Not every day is this day

After spending yesterday afternoon and evening with our Mom as she became less and less responsive, as the hours she has had no food or drink lengthened into days, I was afraid.

On the way back to Worcester on the Mass Pike, praying for our mother in my heart I heard myself say aloud, “Lord, I am afraid.” And that was truth. Fear and faith both lived in me.

I was afraid the day had come for her departure from us. I was afraid of living a future without the one person who had been part of life every single day of my past. I was afraid of loss. I was afraid of the unknown. I was afraid of my own weakness. And it just came out of me, out loud, “I am afraid.”

It came as a prayer.
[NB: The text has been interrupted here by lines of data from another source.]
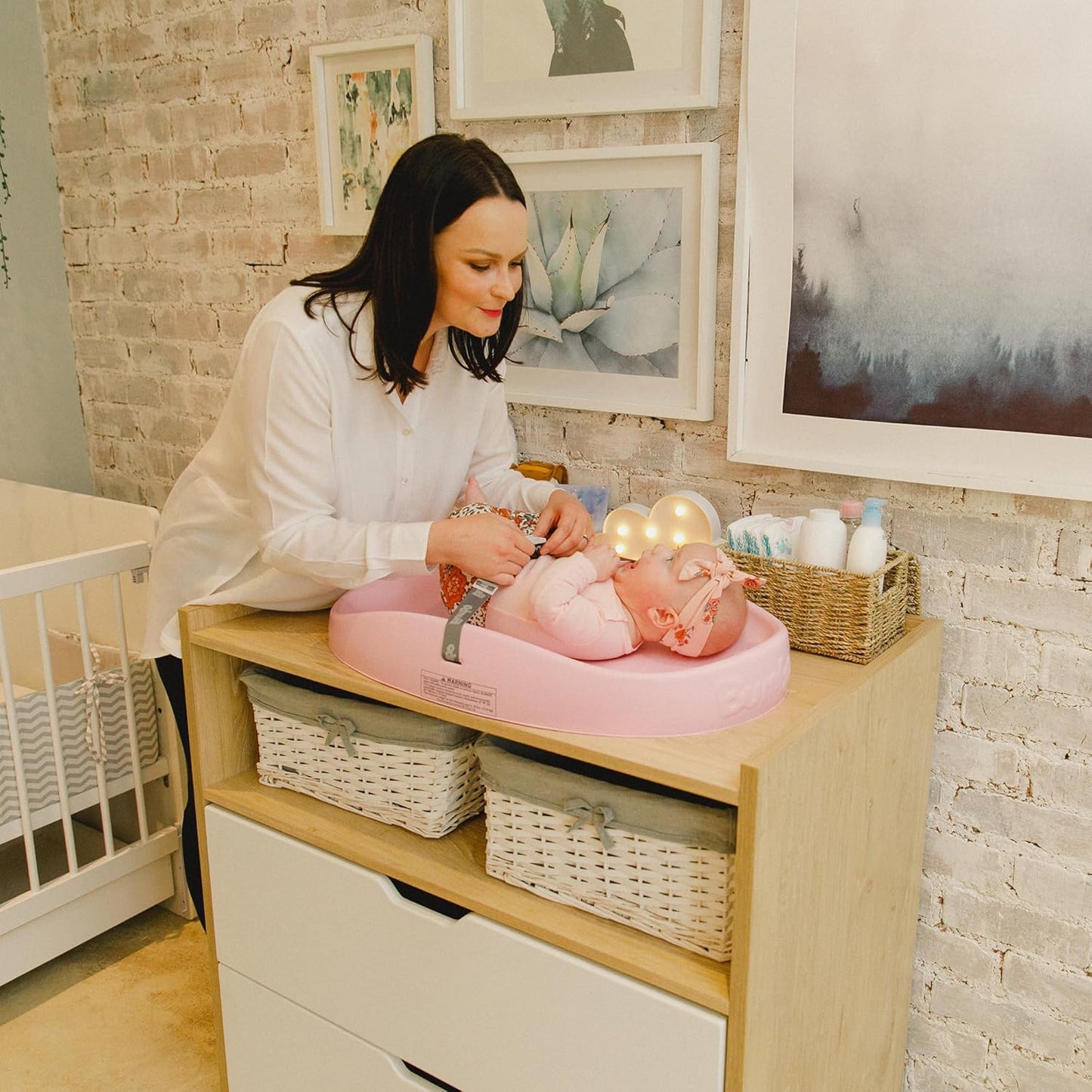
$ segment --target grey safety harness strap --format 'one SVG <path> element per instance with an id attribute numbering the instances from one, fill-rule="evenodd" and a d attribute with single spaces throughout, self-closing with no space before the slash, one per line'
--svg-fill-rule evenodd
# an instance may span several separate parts
<path id="1" fill-rule="evenodd" d="M 440 650 L 443 658 L 449 664 L 462 663 L 459 658 L 459 642 L 462 640 L 463 626 L 474 617 L 474 613 L 483 603 L 489 602 L 490 596 L 498 587 L 500 587 L 500 584 L 495 584 L 491 580 L 483 580 L 478 577 L 466 589 L 466 594 L 459 601 L 459 606 L 451 612 L 451 617 L 443 627 L 443 646 Z"/>

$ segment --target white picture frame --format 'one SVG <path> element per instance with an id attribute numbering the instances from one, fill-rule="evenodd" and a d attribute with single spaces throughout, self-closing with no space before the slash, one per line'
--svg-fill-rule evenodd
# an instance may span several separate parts
<path id="1" fill-rule="evenodd" d="M 604 22 L 609 44 L 597 54 L 584 48 L 579 59 L 570 49 L 569 67 L 582 71 L 554 75 L 550 70 L 563 56 L 560 35 L 567 32 L 555 32 L 547 14 L 550 2 L 449 0 L 452 118 L 569 117 L 717 105 L 720 0 L 612 0 L 625 27 L 615 20 Z M 559 7 L 554 3 L 555 12 Z M 586 71 L 625 63 L 619 51 L 628 54 L 631 70 Z"/>
<path id="2" fill-rule="evenodd" d="M 505 158 L 530 236 L 509 402 L 710 420 L 719 145 Z"/>
<path id="3" fill-rule="evenodd" d="M 830 33 L 836 37 L 838 31 L 832 28 Z M 748 3 L 744 35 L 728 460 L 897 482 L 1092 499 L 1092 439 L 1085 437 L 783 412 L 796 258 L 796 0 Z M 1013 48 L 1018 48 L 1016 43 Z M 1049 52 L 1040 49 L 1026 56 L 1048 58 Z M 852 67 L 844 58 L 843 66 Z M 1049 79 L 1044 79 L 1044 86 L 1049 85 Z M 983 97 L 980 93 L 978 98 Z M 947 112 L 957 108 L 958 104 L 952 105 Z M 947 123 L 956 122 L 949 119 Z M 853 126 L 843 128 L 851 131 Z M 1066 132 L 1071 134 L 1070 129 Z"/>
<path id="4" fill-rule="evenodd" d="M 310 64 L 320 227 L 323 235 L 363 236 L 397 156 L 436 132 L 432 39 L 415 34 L 311 46 Z M 379 106 L 375 126 L 365 112 L 369 105 Z"/>

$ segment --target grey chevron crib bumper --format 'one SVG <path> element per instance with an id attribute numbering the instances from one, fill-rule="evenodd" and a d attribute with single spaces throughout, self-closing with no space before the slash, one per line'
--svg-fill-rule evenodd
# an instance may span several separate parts
<path id="1" fill-rule="evenodd" d="M 131 664 L 133 711 L 136 722 L 138 752 L 142 768 L 159 758 L 159 734 L 155 710 L 155 686 L 151 661 Z M 100 731 L 90 731 L 88 702 L 97 692 Z M 96 676 L 94 687 L 83 679 L 55 688 L 57 720 L 60 729 L 62 767 L 70 799 L 97 787 L 95 752 L 105 758 L 107 791 L 112 796 L 132 785 L 129 727 L 126 721 L 124 682 L 120 672 Z M 49 704 L 45 690 L 34 690 L 15 698 L 15 723 L 22 752 L 31 812 L 58 804 L 57 767 L 49 724 Z M 19 794 L 12 752 L 9 711 L 0 690 L 0 843 L 20 835 Z M 39 823 L 36 821 L 34 826 Z"/>

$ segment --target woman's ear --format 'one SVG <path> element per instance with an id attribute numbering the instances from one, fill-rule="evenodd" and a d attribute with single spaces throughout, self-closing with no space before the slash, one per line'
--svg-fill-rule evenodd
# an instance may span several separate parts
<path id="1" fill-rule="evenodd" d="M 646 614 L 649 621 L 660 629 L 670 629 L 679 620 L 679 616 L 670 607 L 649 607 Z"/>

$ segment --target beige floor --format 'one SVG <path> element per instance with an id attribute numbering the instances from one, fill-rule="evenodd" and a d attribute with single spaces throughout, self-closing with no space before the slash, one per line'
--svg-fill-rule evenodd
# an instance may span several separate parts
<path id="1" fill-rule="evenodd" d="M 0 987 L 3 1092 L 217 1088 L 197 922 L 156 907 Z"/>

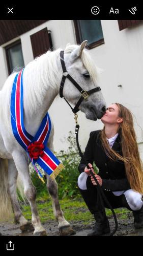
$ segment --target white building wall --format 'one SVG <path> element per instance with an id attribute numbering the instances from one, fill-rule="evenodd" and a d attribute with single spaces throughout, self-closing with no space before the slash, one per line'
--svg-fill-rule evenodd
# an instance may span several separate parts
<path id="1" fill-rule="evenodd" d="M 103 69 L 98 86 L 100 86 L 107 105 L 118 102 L 132 112 L 137 141 L 142 141 L 143 130 L 142 66 L 143 24 L 119 31 L 117 20 L 101 20 L 105 44 L 90 50 L 97 66 Z M 20 37 L 25 65 L 33 59 L 30 35 L 47 27 L 51 31 L 53 49 L 64 48 L 68 42 L 76 44 L 72 20 L 49 20 Z M 0 87 L 7 77 L 3 47 L 0 47 Z M 121 84 L 122 87 L 118 86 Z M 56 98 L 49 113 L 54 124 L 54 144 L 57 152 L 67 147 L 64 137 L 69 132 L 74 132 L 74 115 L 63 99 Z M 87 144 L 91 131 L 102 129 L 100 120 L 87 119 L 84 114 L 78 114 L 80 124 L 79 141 L 82 150 Z M 140 127 L 139 127 L 140 126 Z M 139 144 L 143 159 L 143 143 Z"/>

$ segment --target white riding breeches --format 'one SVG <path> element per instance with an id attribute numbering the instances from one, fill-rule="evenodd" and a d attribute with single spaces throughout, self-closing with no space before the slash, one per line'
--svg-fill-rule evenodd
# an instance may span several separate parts
<path id="1" fill-rule="evenodd" d="M 80 189 L 87 189 L 87 180 L 88 177 L 88 175 L 84 172 L 81 173 L 79 176 L 77 183 Z M 112 191 L 112 193 L 116 196 L 119 196 L 123 194 L 124 195 L 128 205 L 133 211 L 138 210 L 142 206 L 142 195 L 138 192 L 134 191 L 132 189 L 128 189 L 127 190 Z"/>

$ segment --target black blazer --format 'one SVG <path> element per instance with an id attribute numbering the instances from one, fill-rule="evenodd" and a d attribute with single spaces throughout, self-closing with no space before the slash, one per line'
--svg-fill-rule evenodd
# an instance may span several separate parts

It was addressed to God, whose faithfulness I have witnessed more times than the sands of the shore or the stars in the sky could count. I was afraid, and I needed God (who knew it) to know that I knew it too.

This morning it was harder. She was less responsive, in fact almost not at all. Myself and two siblings talked about what might be done, or not done. We decided to have Mom taken by ambulance to Cambridge Hospital ER.

The guys came. One of them looked at the family photos around the room. One of them asked where she was from in Ireland. They let her become a person, and not simply a weakened body. That meant a lot to me.

Ann and I followed over in our cars. We found a hospital open, functioning, and at the same time closed to much movement due to the respect that is due to Covid-19.

In the background, hundreds of people had been praying for Mom. Some know her. Many know one of her children. Some know neither, but they know that prayer is a power that surrenders to the Power.

It was the most amazing ER visit I’ve made or seen. A nurse, a doctor: two women who saw, who knew what to do, who did it. Without hesitation or delay, and with exquisite attentive skilled humanity. Blood sugar low, dehydration, a UTI. ‘This, we will do. This, doesn’t appear necessary or helpful.’ The monster diminished in size and ceased to roar as loudly.

Those two good women of medicine spoke to us like fellow travelers on the rocky road of life. They spoke to Mom like she’s real. Like she counts. Like her life has been amazing. Like her life still counts.

And all of that, all of that, is true.

The Doctor invited us in to see our mother. We entered. Mom, there, bright-eyed and speaking (both, miracles of restoration), called us each by name.

Home she went to Somerville. She’s confused a bit. Confidentially, so am I (and not just about these last two days)!

Much and many contributed to this reversal toward life. At 91, who knows? Every day, every part of a day, is a miracle. And the power of loving prayer I’ve seen today is an ongoing constant miracle in this certifiably crazy world (that still has God’s fingerprints all over it. Some of those prints left as lately as … today).

7:20 am, by Galway Bay, November 2012

And so, thank you to the pray-ers. Thank you to the medical professionals who are miracles in motion. (And that’s not easy to sustain). Thank you to the gift of our family, near and far, across generations. Thank you dear God for this moment and this day. And help us live the next and the next, come what challenges may. And thank you Mom. There is in you a spirit that can only have come from the Spirit. Such a gift.

Carry on.

3 thoughts on “Not every day is this day

  1. John, thanks for sharing this. We go through similar experiences (UTIs, falls, flu, worry over COVID, etc) with our 94-yr old mother. It’s always so wonderful to see her, whether via Zoom or in VA. Always a worry to be far away. Always in our thoughts, prayers, and smiles. God bless your Mom.

  2. Your account is both deeply moving and familiar to me, John. God bless your dear Mum, her children, her caregivers and the community of prayer that supports you all. Thank you for this very personal reminder that we live our lives in God.